Lileah dairy farmer Gary Watson said he is one of six organic dairy farmers in Tasmania which produced for the ODFA, and he is personally owed about $250,000.
"That's just four weeks of April and two weeks of May that we're not going to get paid for by the looks of it," Mr Watson said.
This season was Mr Watson's first full year of producing organic dairy products after eight years of transitioning his farm of about 450 cattle to meet organic standards.
Mr Watson said he had expressed concerns about the management of ODFA in recent years, and in 2019 attempted to terminate his contract.
We're farmers, we've gotta deal with those sort of challenges. It just makes things really tough.
"We're farmers, we've gotta deal with those sort of challenges.

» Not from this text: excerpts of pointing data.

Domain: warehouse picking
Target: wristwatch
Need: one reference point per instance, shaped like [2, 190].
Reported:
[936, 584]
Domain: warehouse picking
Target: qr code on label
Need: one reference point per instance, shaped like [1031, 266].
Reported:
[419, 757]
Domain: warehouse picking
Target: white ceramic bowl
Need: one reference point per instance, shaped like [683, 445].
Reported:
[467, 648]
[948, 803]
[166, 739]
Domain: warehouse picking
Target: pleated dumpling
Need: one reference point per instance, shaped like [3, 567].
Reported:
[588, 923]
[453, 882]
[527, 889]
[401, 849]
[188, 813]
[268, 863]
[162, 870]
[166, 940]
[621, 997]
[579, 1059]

It just makes things really tough," he said.
Another farmer, who asked to remain anonymous and will be referred to by the pseudonym Geoff, said he was out of pocket about $100,000, but still believed the losses could be recouped.
Both farmers had been able to sell their products to other players in the market including Cadbury and Fonterra, who were both purchasing milk at conventional - as opposed to organic - prices.
Geoff said that represented about a 45 per cent drop.
"This year has been a pretty good year price wise - well it was until this happened," Geoff said.
"It puts a damper on what has been otherwise a pretty good season."
Geoff said "the writing was on the wall" and he had begun to talk to other buyers prior to ODFA being placed into receivership.
Fonterra farm source director Matt Watt said the company had fast-tracked an organic product strategy to accommodate the addition of the ODFA producers.
Mr Watt said Fonterra was expecting to take on the majority of their products at conventional prices to ensure no milk was dumped, and from July 1 will be operating an organic specific facility at Spreyton, Tas.
"The first priority is to get the milk picked up and paid for. Then off the back of this we're really confident with the opportunity this will create for the farmers that will mean they can continue to produce high quality organic milk," Mr Watt said.
He said Fonterra will primarily use organic dairy for nutritional infant formula production.